- Born: 2 April 1906 Tbilisi, Russian Empire
- Died: 1987 (aged 80–81) Moscow, Soviet Union
- Occupations: Basketball player, basketball coach

= Stepan Spandaryan =

Armenian basketball player (1906–1987)

Stepan Surenovich Spandaryan (Ստեփան Սուրենի Սպանդարյան, Степан Суренович Спандарян; April 2, 1906 – 1987) was a Soviet and Armenian basketball player, coach, one of the founders of the Soviet basketball. Honored Master of Sports of the USSR (1943), and Honored Coach of the USSR (1957).

== Biography ==
He was born in Tbilisi; his father, Suren Spandaryan, was a major revolutionary figure.

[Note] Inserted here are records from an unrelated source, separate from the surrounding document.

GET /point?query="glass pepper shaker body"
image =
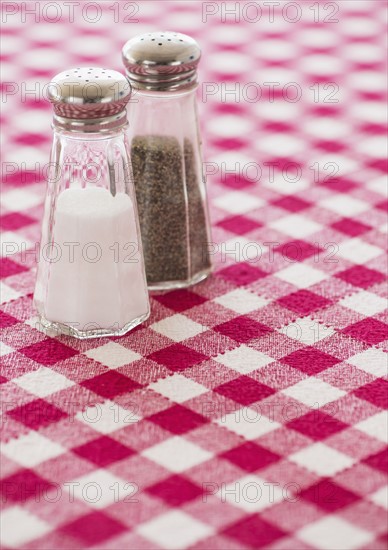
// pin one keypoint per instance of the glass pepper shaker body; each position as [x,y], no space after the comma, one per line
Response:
[166,158]
[91,279]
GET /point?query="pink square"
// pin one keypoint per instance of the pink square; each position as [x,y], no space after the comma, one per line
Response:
[297,251]
[103,451]
[23,486]
[292,204]
[48,351]
[111,383]
[328,495]
[179,300]
[178,419]
[254,532]
[9,268]
[304,302]
[37,414]
[351,227]
[175,490]
[177,357]
[243,329]
[239,225]
[368,330]
[361,276]
[15,220]
[242,274]
[317,425]
[250,456]
[376,393]
[92,529]
[244,390]
[310,360]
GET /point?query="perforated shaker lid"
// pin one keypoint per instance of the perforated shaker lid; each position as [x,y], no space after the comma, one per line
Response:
[86,98]
[163,61]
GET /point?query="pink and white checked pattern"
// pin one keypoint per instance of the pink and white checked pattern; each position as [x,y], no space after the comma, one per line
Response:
[250,411]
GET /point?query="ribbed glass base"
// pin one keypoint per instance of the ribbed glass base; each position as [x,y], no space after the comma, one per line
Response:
[60,328]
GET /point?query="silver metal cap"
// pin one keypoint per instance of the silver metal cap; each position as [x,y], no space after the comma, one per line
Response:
[162,61]
[89,99]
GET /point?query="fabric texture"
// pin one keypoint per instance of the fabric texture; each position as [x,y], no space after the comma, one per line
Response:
[249,411]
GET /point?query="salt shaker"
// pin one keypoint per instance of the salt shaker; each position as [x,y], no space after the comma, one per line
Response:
[166,158]
[91,278]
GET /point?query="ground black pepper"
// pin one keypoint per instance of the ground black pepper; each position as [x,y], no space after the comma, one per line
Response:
[171,209]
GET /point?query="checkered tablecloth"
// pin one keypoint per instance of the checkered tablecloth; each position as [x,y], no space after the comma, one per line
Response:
[250,410]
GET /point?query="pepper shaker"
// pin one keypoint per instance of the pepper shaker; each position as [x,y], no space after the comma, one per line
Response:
[166,158]
[91,278]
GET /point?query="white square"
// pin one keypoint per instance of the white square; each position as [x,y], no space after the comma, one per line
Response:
[5,350]
[380,497]
[301,275]
[43,382]
[248,422]
[7,293]
[178,328]
[344,205]
[379,185]
[178,388]
[31,449]
[241,249]
[18,527]
[95,489]
[375,426]
[113,355]
[278,184]
[307,330]
[374,361]
[11,242]
[364,302]
[174,530]
[244,359]
[358,251]
[176,454]
[313,392]
[237,202]
[322,460]
[251,493]
[333,533]
[241,301]
[107,417]
[296,226]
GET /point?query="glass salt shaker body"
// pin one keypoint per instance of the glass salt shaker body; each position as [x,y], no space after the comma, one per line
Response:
[91,278]
[166,158]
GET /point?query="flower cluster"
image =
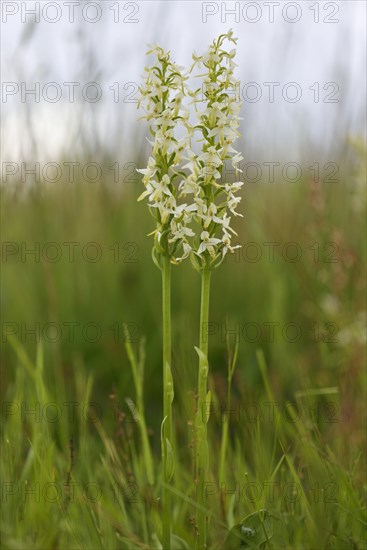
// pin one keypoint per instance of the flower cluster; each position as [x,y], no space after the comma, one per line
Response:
[200,226]
[162,94]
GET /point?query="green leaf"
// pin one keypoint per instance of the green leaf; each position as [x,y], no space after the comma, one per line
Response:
[170,462]
[177,543]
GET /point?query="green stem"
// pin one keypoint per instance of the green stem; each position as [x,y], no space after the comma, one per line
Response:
[201,430]
[167,399]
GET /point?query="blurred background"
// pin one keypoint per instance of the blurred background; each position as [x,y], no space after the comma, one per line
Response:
[75,252]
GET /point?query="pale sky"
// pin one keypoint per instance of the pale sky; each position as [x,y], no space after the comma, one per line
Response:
[311,50]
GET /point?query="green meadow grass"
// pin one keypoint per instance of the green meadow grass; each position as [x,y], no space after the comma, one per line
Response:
[83,469]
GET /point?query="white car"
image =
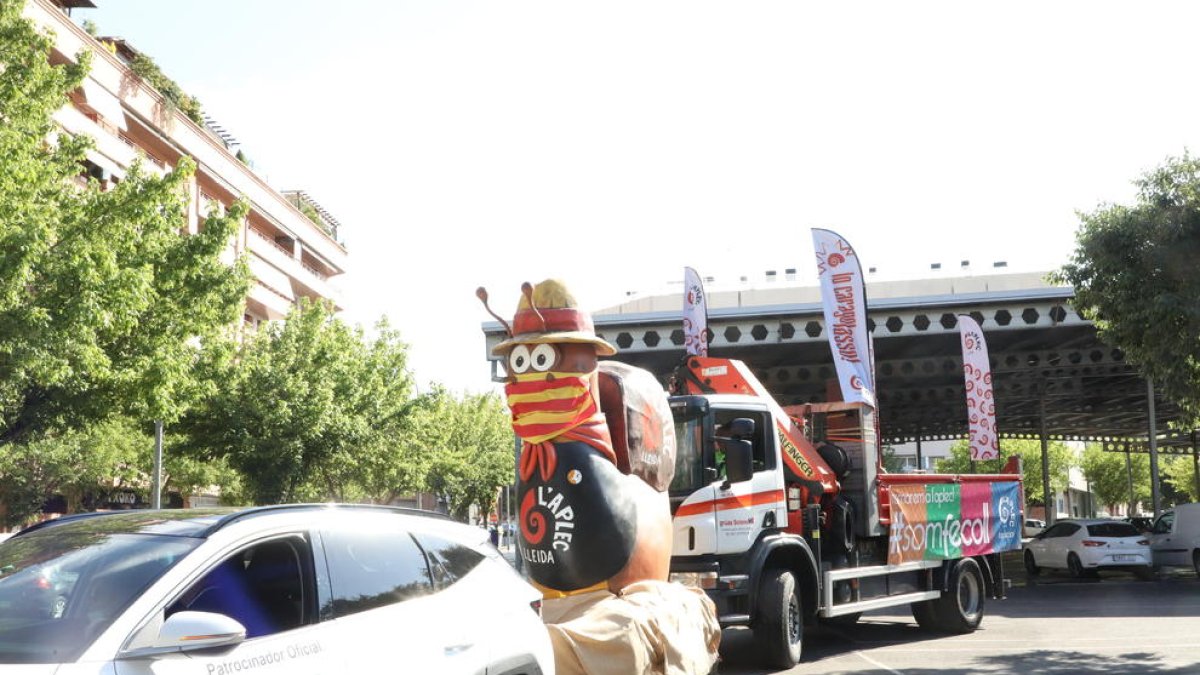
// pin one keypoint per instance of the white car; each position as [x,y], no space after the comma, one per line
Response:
[1084,547]
[291,589]
[1032,527]
[1175,537]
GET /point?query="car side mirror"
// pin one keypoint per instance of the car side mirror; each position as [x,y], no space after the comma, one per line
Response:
[191,631]
[738,459]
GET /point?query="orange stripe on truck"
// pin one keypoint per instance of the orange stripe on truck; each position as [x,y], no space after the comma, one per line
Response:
[726,503]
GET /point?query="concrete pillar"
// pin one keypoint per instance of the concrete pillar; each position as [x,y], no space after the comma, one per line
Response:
[1153,448]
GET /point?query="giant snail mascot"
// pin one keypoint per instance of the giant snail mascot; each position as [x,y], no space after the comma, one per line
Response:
[597,457]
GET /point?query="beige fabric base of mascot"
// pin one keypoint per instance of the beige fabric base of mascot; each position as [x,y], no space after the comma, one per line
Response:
[598,454]
[649,627]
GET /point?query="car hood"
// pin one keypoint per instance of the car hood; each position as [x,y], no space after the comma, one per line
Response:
[30,669]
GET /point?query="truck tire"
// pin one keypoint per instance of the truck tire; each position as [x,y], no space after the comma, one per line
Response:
[779,628]
[960,607]
[1031,566]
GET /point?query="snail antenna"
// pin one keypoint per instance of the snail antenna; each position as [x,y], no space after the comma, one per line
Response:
[527,291]
[481,293]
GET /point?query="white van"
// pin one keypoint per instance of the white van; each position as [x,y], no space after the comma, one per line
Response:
[1175,538]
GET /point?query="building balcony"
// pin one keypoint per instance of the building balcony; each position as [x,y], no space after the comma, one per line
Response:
[265,303]
[304,279]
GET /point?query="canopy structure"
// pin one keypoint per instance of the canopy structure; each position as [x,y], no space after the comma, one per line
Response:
[1050,370]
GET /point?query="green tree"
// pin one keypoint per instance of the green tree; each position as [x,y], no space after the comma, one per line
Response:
[1180,472]
[1060,455]
[75,465]
[1109,476]
[472,458]
[1135,275]
[105,305]
[307,408]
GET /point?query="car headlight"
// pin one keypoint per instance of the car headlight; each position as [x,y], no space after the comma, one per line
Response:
[706,580]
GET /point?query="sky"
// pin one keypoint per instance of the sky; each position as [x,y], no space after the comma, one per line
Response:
[610,144]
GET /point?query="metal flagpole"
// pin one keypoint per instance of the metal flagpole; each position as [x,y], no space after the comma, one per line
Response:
[156,500]
[1050,513]
[1153,448]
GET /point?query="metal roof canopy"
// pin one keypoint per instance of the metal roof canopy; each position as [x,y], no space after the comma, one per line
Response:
[1043,353]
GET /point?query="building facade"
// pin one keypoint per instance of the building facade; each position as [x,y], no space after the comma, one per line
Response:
[292,244]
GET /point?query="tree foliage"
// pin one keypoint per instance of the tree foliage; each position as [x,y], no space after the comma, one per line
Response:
[1108,476]
[1135,275]
[307,408]
[1060,457]
[105,304]
[1180,473]
[75,465]
[473,455]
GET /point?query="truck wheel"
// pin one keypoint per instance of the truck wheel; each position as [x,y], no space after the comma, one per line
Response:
[779,629]
[1031,566]
[960,607]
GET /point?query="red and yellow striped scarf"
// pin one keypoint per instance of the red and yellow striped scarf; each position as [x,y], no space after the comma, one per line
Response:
[555,406]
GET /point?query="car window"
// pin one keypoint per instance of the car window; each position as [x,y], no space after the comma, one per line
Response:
[372,568]
[267,587]
[1163,525]
[449,561]
[60,587]
[1061,530]
[1111,530]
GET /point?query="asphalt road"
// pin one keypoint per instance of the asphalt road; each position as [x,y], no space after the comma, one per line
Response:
[1055,625]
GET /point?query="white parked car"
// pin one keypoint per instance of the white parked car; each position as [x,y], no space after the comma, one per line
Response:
[1084,547]
[289,589]
[1032,527]
[1175,537]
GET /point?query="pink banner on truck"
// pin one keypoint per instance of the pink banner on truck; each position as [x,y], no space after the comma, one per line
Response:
[983,440]
[695,315]
[844,299]
[951,520]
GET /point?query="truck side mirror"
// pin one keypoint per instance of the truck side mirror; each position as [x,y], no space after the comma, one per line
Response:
[738,459]
[742,428]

Since 1947, Stepan Spandaryan on coaching. In 1947 he was the assistant coach of the men's team of the USSR, won on his debut continental championship title in Europe.

In 1951–1952 and 1956–1962, he headed the coaching staff of the men's team of the USSR. During these years, the USSR national team won four times at the European Championships (1951, 1957, 1959, 1961) and three times became silver medalist of the Olympic Games (1952, 1956, 1960). In 1959, the USSR national team was close to winning the world title, but for political reasons refused to go to the match against a team from Taiwan and was disqualified.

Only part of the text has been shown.